The accelerometer which is secured to an object whose acceleration is to be detected or measured comprises a pair of magnetic structures each of which has a permanent magnet and a flapper that is flexurally mounted between the magnetic structures, torquer coils being mounted on opposite surfaces of the flapper respectively so as to surround each permanent magnet in each of the magnetic structures, and a case or housing for installing these elements. As the object on which the accelerometer is mounted is accelerated, the flapper tends to remain stationary in space, thus moving relative to the magnetic structures. Two capacitors are formed on each side of the flapper and, as the flapper moves relative to the magnetic structures, the capacitance of one of the capacitors increases and the capacitance of the other capacitor decreases. These capacitors are employed in connection with a balance circuit to produce a DC current which is proportional to the acceleration and is fed back to the coils of the accelerometer to restore the flapper. The DC current proportional to the acceleration is measured.
In order to satisfy severe requirements for operation of the accelerometer and the latest improved technique in this field, the accelerometer must be constructed to minimize effects of temperature changes over wide range in surroundings.
According to changes of temperature in surroundings of the accelerometer, thermal stress will be caused between each of the constitutional elements of the accelerometer which are different from one another in thermal expansion, and the thermal stress will act on the operation of the accelerometer considerably.
In the first place, the magnetic structure of the accelerometer includes a housing and a permanent magnet. The housing may be made of materials which are low in coefficient of thermal expansion such as for example Invar steel, but the permanent magnet cannot be made of material having the same or similar coefficient of thermal expansion as that of the housing. Consequently, the thermal stress produced in the magnetic structure decreases in thermal stability of the accelerometer.
Moreover, thermal stress which acts on the flapper and bobbins to be mounted on the opposite surfaces of the flapper will have a harmful effect on measurement of the accelerometer.

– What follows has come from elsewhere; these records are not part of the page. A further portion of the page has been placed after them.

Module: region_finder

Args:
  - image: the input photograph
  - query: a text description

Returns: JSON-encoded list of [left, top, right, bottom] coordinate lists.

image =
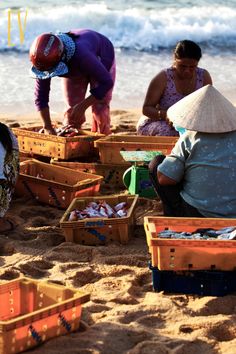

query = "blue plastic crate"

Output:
[[149, 263, 236, 296]]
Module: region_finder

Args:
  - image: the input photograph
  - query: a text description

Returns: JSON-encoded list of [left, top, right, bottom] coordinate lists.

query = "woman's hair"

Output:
[[174, 40, 202, 61], [0, 123, 13, 153]]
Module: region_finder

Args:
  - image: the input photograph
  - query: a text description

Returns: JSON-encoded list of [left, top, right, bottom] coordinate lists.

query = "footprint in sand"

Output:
[[0, 239, 15, 256], [18, 259, 54, 278], [137, 314, 165, 329], [70, 267, 102, 287], [0, 269, 20, 280], [46, 243, 93, 263], [205, 320, 235, 342]]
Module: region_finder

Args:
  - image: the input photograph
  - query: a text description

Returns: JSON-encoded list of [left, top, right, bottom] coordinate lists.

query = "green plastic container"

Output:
[[123, 165, 157, 198]]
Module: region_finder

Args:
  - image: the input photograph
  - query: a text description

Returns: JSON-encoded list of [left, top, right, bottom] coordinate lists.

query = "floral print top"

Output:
[[137, 67, 204, 136], [0, 129, 19, 217]]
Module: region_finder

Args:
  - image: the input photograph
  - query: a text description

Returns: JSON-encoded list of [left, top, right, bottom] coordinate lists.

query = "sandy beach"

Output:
[[0, 109, 236, 354]]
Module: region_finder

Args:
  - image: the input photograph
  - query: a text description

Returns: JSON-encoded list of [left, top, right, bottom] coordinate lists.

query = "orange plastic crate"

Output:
[[51, 159, 127, 188], [144, 216, 236, 271], [12, 126, 104, 159], [15, 160, 103, 209], [60, 194, 139, 245], [94, 135, 178, 164], [19, 152, 33, 163], [0, 277, 89, 354]]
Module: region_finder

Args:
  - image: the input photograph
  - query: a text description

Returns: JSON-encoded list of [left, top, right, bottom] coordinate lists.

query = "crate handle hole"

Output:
[[210, 265, 216, 269], [170, 248, 175, 253]]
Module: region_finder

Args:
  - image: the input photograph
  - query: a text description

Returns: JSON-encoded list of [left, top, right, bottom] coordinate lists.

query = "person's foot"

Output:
[[0, 219, 15, 234]]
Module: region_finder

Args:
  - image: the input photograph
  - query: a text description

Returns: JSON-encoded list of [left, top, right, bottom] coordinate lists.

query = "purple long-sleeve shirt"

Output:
[[34, 29, 115, 111]]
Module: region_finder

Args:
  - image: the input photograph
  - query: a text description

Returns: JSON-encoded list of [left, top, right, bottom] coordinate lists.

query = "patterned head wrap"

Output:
[[30, 33, 76, 79]]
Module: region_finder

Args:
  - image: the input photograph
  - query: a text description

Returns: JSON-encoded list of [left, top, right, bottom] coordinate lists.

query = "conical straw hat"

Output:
[[167, 85, 236, 133]]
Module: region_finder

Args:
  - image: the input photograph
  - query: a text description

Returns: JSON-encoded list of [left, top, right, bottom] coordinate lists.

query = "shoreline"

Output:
[[0, 107, 142, 132]]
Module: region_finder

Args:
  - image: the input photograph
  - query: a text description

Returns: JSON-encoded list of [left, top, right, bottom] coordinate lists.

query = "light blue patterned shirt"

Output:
[[158, 130, 236, 217]]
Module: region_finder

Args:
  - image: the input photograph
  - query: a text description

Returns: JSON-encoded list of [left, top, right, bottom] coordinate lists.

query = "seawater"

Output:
[[0, 0, 236, 115]]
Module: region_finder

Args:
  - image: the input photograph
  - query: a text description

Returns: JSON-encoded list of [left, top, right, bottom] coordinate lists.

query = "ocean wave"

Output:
[[0, 4, 236, 53]]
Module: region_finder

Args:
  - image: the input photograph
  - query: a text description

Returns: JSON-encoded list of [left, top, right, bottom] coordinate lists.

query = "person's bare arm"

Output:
[[203, 70, 213, 85], [157, 170, 178, 185], [39, 107, 56, 135], [69, 95, 98, 123], [142, 70, 167, 120]]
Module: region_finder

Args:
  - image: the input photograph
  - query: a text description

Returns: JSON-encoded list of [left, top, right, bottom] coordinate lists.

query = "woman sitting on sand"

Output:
[[137, 40, 212, 136], [0, 123, 19, 233]]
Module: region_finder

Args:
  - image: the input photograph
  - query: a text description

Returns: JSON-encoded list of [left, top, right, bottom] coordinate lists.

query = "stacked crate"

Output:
[[16, 159, 103, 209], [51, 159, 128, 190], [144, 216, 236, 296], [13, 126, 105, 208], [94, 135, 177, 165]]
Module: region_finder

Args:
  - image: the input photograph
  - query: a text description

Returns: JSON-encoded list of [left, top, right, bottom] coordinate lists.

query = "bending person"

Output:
[[29, 29, 116, 135], [149, 85, 236, 217], [137, 40, 212, 136]]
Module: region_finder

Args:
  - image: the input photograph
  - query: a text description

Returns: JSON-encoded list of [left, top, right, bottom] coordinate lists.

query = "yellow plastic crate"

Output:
[[0, 277, 89, 354], [13, 126, 104, 159], [51, 159, 127, 188], [144, 216, 236, 271], [94, 135, 178, 164], [15, 160, 103, 209], [60, 194, 139, 245]]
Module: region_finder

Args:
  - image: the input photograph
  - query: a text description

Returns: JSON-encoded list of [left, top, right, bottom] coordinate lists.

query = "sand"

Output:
[[0, 109, 236, 354]]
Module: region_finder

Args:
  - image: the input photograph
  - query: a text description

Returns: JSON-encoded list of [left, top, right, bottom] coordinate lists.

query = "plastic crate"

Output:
[[15, 160, 103, 209], [144, 216, 236, 271], [0, 277, 89, 354], [60, 194, 139, 245], [149, 263, 236, 296], [51, 159, 127, 188], [19, 152, 33, 163], [94, 135, 178, 165], [12, 126, 104, 160]]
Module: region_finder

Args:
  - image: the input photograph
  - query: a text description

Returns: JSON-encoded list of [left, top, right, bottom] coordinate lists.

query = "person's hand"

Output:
[[70, 103, 86, 126], [44, 127, 57, 135]]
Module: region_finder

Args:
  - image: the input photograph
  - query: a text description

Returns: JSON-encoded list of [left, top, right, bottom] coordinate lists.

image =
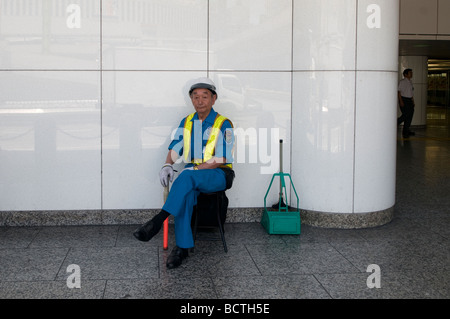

In general, an assembly which is constructed from the magnetic structures and the flapper has been mounted in a cylindrical case with a flange so as to leave an annular clearance or gap between the inner wall of the case and the outer wall of the assembly. The case is inserted into an opening in an instrument board or panel so as to support it by flange of the case.
When the accelerometer mounted on the object in the manner mentioned above is, however, subjected to temperature change in the surroundings, thermal stress will act on the case and the assembly depending upon the difference of coefficient of thermal expansion between the two. Thus, several elements composing the assembly of accelerometer are affected by the thermal stress to cause error in measurement.